Chug chug chug: Canadian seeks women’s world record in the beer mile

Next month, professional Candian triathlete Kirsty Smith, along with competitors such as U.S. Olympian Nick Symmonds, will race for boozy bragging rights at the world beer mile championships in Austin, Texas. Smith will take aim at the women’s world record of six minutes 28.6 seconds, set by Chris Kimbrough — a 44-year-old mother of six — earlier this month. Smith plans to run a couple practice beer miles in advance. She’ll bring along a friend to record it on video, lest she breaks the world record in practice.

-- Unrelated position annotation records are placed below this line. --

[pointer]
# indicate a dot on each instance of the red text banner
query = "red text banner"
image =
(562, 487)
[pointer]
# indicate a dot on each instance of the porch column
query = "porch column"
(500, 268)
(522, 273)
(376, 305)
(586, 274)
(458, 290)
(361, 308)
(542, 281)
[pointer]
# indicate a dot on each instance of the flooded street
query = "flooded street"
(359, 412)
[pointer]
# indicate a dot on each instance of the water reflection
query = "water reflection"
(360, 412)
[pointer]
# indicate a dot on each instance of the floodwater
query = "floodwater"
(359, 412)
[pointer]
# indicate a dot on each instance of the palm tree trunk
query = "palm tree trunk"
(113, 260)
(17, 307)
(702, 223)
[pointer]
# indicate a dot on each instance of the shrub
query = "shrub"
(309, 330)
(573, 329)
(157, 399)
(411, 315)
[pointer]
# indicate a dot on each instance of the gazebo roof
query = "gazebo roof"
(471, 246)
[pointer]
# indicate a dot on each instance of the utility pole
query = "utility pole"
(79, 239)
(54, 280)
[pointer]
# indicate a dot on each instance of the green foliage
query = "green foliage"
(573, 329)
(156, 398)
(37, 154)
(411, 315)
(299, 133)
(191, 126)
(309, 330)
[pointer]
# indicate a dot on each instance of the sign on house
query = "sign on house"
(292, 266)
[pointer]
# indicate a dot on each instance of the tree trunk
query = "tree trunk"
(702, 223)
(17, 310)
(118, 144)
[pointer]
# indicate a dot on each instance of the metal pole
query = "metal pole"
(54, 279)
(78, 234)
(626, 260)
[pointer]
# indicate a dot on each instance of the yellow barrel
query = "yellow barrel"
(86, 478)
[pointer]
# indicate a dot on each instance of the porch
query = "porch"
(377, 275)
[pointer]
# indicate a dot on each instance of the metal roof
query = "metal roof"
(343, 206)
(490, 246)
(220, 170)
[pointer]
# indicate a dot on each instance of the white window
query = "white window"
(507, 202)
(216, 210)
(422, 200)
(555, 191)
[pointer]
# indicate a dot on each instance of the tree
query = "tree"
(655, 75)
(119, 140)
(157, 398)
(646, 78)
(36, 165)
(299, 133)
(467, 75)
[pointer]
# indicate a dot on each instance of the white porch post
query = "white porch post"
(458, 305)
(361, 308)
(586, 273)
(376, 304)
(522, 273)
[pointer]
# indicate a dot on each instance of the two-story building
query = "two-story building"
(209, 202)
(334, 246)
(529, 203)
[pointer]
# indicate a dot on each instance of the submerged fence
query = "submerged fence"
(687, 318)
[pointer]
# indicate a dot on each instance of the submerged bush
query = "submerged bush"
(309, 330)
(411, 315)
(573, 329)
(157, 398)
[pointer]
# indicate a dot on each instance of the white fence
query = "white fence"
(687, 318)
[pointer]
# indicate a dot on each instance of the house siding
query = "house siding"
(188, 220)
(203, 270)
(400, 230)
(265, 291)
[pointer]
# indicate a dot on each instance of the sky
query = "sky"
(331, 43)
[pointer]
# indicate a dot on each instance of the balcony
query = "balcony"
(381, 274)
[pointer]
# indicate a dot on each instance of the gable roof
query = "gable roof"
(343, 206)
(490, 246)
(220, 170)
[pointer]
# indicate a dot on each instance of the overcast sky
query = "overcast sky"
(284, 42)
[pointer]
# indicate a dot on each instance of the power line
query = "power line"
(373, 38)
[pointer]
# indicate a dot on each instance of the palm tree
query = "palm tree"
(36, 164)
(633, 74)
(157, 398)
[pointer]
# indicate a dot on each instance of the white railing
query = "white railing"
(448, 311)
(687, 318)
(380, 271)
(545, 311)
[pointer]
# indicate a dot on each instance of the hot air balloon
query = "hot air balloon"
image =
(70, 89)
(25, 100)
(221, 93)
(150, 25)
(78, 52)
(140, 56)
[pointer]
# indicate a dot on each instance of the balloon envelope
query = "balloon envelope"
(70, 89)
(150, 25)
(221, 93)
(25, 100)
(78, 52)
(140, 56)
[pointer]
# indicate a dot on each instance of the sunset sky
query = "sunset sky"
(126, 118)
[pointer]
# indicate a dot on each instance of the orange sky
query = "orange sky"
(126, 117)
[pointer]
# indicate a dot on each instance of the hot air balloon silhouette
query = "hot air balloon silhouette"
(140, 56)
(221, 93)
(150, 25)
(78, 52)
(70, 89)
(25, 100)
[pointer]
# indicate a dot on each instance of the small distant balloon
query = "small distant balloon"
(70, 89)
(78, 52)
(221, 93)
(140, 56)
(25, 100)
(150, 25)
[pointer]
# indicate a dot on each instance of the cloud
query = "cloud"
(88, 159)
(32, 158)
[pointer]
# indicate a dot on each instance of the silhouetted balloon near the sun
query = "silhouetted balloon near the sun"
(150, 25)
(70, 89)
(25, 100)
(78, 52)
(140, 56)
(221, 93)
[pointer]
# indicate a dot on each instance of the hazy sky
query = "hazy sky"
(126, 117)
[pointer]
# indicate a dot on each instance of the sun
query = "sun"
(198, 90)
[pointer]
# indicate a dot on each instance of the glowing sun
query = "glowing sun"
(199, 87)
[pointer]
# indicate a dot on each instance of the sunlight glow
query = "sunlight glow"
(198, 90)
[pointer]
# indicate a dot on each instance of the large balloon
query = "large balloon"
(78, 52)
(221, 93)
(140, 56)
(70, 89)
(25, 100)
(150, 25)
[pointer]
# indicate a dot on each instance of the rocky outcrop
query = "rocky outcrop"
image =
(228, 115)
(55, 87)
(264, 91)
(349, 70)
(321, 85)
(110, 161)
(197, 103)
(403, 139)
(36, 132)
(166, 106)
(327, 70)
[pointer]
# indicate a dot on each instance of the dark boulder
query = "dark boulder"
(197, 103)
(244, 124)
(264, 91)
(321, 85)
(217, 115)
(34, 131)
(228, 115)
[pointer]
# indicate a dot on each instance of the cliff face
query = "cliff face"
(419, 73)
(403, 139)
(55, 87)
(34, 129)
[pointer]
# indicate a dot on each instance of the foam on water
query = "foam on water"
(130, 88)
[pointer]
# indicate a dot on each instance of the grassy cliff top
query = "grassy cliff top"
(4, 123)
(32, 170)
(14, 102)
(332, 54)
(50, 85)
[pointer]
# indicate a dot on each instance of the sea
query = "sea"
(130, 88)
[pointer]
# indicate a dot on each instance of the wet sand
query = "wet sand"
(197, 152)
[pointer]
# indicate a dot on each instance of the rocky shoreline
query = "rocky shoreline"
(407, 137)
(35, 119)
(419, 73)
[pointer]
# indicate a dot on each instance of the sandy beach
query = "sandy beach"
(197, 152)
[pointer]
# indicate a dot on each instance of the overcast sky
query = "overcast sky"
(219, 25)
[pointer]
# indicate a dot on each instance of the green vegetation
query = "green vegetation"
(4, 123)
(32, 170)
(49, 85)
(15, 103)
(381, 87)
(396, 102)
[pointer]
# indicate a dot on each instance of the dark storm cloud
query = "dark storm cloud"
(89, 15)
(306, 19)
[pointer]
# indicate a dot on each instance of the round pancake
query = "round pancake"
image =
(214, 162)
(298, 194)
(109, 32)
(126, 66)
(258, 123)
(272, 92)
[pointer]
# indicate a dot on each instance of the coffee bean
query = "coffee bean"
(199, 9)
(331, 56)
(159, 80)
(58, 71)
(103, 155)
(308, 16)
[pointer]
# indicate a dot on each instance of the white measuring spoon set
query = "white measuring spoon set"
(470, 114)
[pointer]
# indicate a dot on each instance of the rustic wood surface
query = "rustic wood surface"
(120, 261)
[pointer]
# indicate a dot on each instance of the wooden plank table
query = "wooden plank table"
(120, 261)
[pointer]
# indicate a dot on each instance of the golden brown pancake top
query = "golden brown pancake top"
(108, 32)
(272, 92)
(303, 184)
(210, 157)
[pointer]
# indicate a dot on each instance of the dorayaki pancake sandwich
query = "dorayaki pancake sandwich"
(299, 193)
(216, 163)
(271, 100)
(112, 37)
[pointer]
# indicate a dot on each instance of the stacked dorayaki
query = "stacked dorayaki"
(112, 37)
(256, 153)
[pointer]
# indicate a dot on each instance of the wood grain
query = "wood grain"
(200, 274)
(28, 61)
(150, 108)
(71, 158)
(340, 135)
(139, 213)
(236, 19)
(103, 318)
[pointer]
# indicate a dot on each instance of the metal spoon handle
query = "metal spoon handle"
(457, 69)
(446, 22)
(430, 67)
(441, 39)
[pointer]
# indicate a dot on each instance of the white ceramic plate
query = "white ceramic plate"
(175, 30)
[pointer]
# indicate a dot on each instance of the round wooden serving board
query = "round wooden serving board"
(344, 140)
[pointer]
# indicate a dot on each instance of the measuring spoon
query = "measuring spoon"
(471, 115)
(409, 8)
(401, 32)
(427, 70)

I’ve been practising chugging beers, as ridiculous as it sounds. My guy friends like it, they think it’s hilarious. They’re like ‘We’ll race you chugging beer.’ Even my mom’s boyfriend wants to race me in drinking.

Kirsty Smith, a world beer mile championship contender

The beer mile was born, so the story goes, back in the late 1980s, when a group of Canadian distance runners were enjoying a post-workout beer. “We thought it would be a great idea to combine running and beer drinking,” says Ian Fallas, one of the runners present on that historic night. In the beer mile, competitors consume four cans of beer (no less than 355 millilitres and a minimum of five per cent alcohol) over the course of a mile. Run on a 400-metre track, competitors drink one can prior to each lap. Runners who vomit before finishing must run a penalty lap.

You’re pretty drunk really quickly. It doesn’t hit you until a few minutes after, but you just had four beers in like six minutes, and for me, that’s a lot of alcohol.